Angel Cabrera, Phil Mickelson duel in Wells Fargo
Brad Fritsch of Manotick, Ont., cards 79, then withdraws for personal reasons
Phil Mickelson was entertaining to the very end Thursday and finished one shot behind Angel Cabrera in the first round of the Wells Fargo Championship.
Cabrera played in early, calmer conditions and thrived on the new Bermuda greens at Quail Hollow. He made seven birdies, including a 40-footer from just off the green, and turned in a 6-under 66 that stood as the lead the rest of the day.
Mickelson caught him twice and couldn't hold it.
Coming off his first missed cut at the Masters in 17 years, Mickelson handled the strong, swirling wind in the afternoon for a 5-under 67, tied with Martin Flores. Mickelson hit only one fairway on the back nine. He bogeyed both the par 3s. He chipped poorly and atoned for that with long par putts.
And he wound up with the start he wanted at a tournament he badly wants to win.
"It was important for me to get off to a good start today because I haven't played as well as I would like to this year, and I haven't been getting off to great starts," Mickelson said. "So I'm always playing from behind. And it feels great to get off to a quick start where I don't have to feel like I'm playing catch-up."
Webb Simpson, the former U.S. Open champion and a member at Quail Hollow, might have joined Cabrera except for the way he finished each nine. He took double bogey on No. 9 when he hit into the trees and three-putted, and made bogey on No. 18 with another wayward tee shot. Other than that, his card was filled with seven birdies for a 68.
Stewart Cink and Jonathan Byrd also were at 68.
Rory McIlroy also had a few patches of wild play — a tee shot down the side of the hill toward the water on No. 16, another that hit a tree and bounced so far left that Boy Wonder thought about playing a shot down a service road behind the corporate tents. Wiser heads prevailed — his caddie's, in this case — and he limited the damage to bogey.
He still made six birdies and was in the large group at 69 that included U.S. Open champion Justin Rose and Martin Kaymer, who played his final four holes in 2-under par despite not making a birdie or a par. Kaymer went bogey-eagle-eagle-bogey.
"Two eagles in a row, pretty rare. I don't think I've ever done that before," Kaymer said. "I missed a lot of short putts today as well, so therefore, 3-under par is OK."
Cabrera's round was not nearly that dramatic. He made a couple of long putts, most of the birdie chances one would expect to make and hit it close enough times to post his lowest score of the year, and only his fourth round this year in the 60s.
"It was a very good first round, and we have a lot to go," the Argentine said through a translator.
Even though he struggled to hit fairways, this wouldn't classify as a wild round by Mickelson's standards. But there was rarely a dull moment.
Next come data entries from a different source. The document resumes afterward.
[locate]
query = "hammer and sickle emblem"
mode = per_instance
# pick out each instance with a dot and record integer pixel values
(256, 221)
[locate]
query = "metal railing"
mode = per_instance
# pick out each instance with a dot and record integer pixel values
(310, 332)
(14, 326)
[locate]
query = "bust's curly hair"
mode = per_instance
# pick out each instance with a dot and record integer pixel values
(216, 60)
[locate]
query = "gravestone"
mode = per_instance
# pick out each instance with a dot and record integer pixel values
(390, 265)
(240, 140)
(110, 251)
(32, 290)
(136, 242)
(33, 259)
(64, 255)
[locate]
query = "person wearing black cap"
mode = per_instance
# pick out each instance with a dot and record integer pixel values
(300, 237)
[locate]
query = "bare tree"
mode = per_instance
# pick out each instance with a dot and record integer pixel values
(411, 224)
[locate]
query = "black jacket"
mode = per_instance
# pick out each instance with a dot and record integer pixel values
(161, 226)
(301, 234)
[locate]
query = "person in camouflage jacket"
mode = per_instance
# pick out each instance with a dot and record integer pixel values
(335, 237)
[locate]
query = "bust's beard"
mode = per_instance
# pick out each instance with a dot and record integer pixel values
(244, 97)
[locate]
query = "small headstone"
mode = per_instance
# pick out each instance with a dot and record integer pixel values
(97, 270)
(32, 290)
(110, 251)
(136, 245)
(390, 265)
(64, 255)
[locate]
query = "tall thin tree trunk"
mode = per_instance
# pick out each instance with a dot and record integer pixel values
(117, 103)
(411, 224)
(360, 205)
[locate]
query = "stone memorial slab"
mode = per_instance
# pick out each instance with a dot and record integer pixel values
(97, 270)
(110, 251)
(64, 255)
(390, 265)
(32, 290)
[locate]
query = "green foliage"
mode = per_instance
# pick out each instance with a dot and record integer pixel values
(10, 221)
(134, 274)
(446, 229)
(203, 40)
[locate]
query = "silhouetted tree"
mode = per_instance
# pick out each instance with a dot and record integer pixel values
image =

From the trees on the par-5 10th, he escaped with a strong shot just short of the green, only to hit his chip too hard and nearly roll off the green. He holed that from 10 feet for birdie. From the pine straw left of the 11th fairway, he hit a low bullet in good shape just short of the green, only to catch his chip too heavy and leave himself 25 feet short. He made that one for par. And he caught Cabrera at 6 under for the first time with another shot from the pine straw to 4 feet.
But then, Mickelson hit another chip too hard and failed to save par from 15 feet. He tied for the lead again with a solid pitch to 2 feet for birdie on the par-5 15th.
The final three holes were symbolic of the grind.
He rammed a 30-foot birdie attempt some 6 feet past the hole and made that for par. He left a 45-foot birdie putt about 5 feet short and missed that for a three-putt bogey on the 17th. And made a remarkable recovery from a tough lie in a bunker on the 18th.
Being left-handed, his feet were up the slope of a bunker and the ball was well below his feet. Mickelson hit 6-iron from 210 yards and caught it so perfectly that it rolled up the hill and onto the collar of the green just over 40 feet away.
And then he blasted the putt 10 feet past the hole — and made that with a sigh of relief, a par and a good start going into a morning tee time Friday.
"I made a lot of really good putts today, and it covered up some very poor chips — a number of poor chips 15, 20 feet from the hole that should be tap-ins," Mickelson said. "Ended up making three out of the four, so it covered up a lot of mistakes."